Schneidereit agrees keeping advertorials in separate sections is the right move, but knowing the difference between fluff and news isn’t enough.

“People think, if journalists are writing these puff pieces, what does that do for your credibility when you see a reporter from the same outlet then asking tough questions with the premier, or a business leader? You say, ‘Yeah, right.’”

Leger says some readers may not understand that advertorials aren’t news, but they are likely few.

“A certain amount of people don’t make that distinction. But then again there are a certain percentage of people that can’t tell the difference between National Enquirer and National Post… Our journalism stands on its own merits and our readers are very perceptive and understanding to what is editorial and what is a form of advertising.”
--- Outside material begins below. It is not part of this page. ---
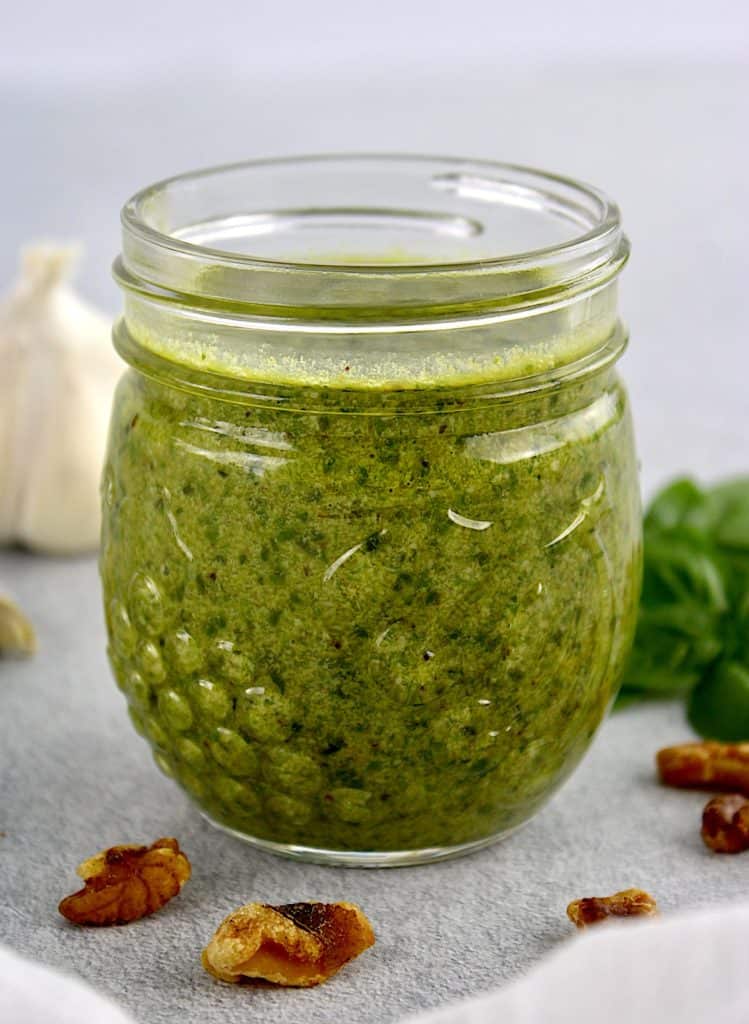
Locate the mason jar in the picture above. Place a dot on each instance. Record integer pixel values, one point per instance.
(371, 550)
One of Leger’s examples of clearly distinguished news is the Chronicle Herald‘s Wheels section. Leger describes the section as a “discrete offering.” It’s a pullout section folded into the paper, “so it’s not mixed in with editorial content.”

This discrete section is called “Section F,” after the first five alphabetized sections of editorial content. It’s laid out with articles, an “inside” preview to the rest of the section, and an opinion piece, with a photo byline, called You Auto Know. In the October 6 issue, there is only one pure advertisement on the page, conveniently for the same car that the Auto Know guy calls “the best small Ford yet.”

Unlike Oickle’s Retiring Right insert, which was much smaller than the rest of the paper, the Herald reader’s hand glides seamlessly from organic news section to discrete offering.

Although Media and Morals author Russell stands against advertorials, he does have two essential rules newspapers should follow if they are used.

First, be clear to the reader. It can make all the difference between feeling informed and feeling duped. Russell gives the example of two advertorials he read. One gave a description on how to winterize your house, and was personally signed by a staff member of Home Hardware. Russell felt informed by someone who knew what they were doing. The other was an article on a new GPS. Halfway through the article, Russell realized he was only getting one side of the story and this left him skeptical and wanting alternatives.

His second rule: be in control. If a paper can’t afford to avoid advertorials, it should at least be master of them. In the end, the advertisement, no matter who it’s written by, is going into the newspaper, and will represent the newspaper’s work.

Advertorials have a long presence in newsprint. To many papers, their existence is necessary. But their delivery, in some cases, may need to change to serve both paper and reader.

Until then, see you at the roadshow.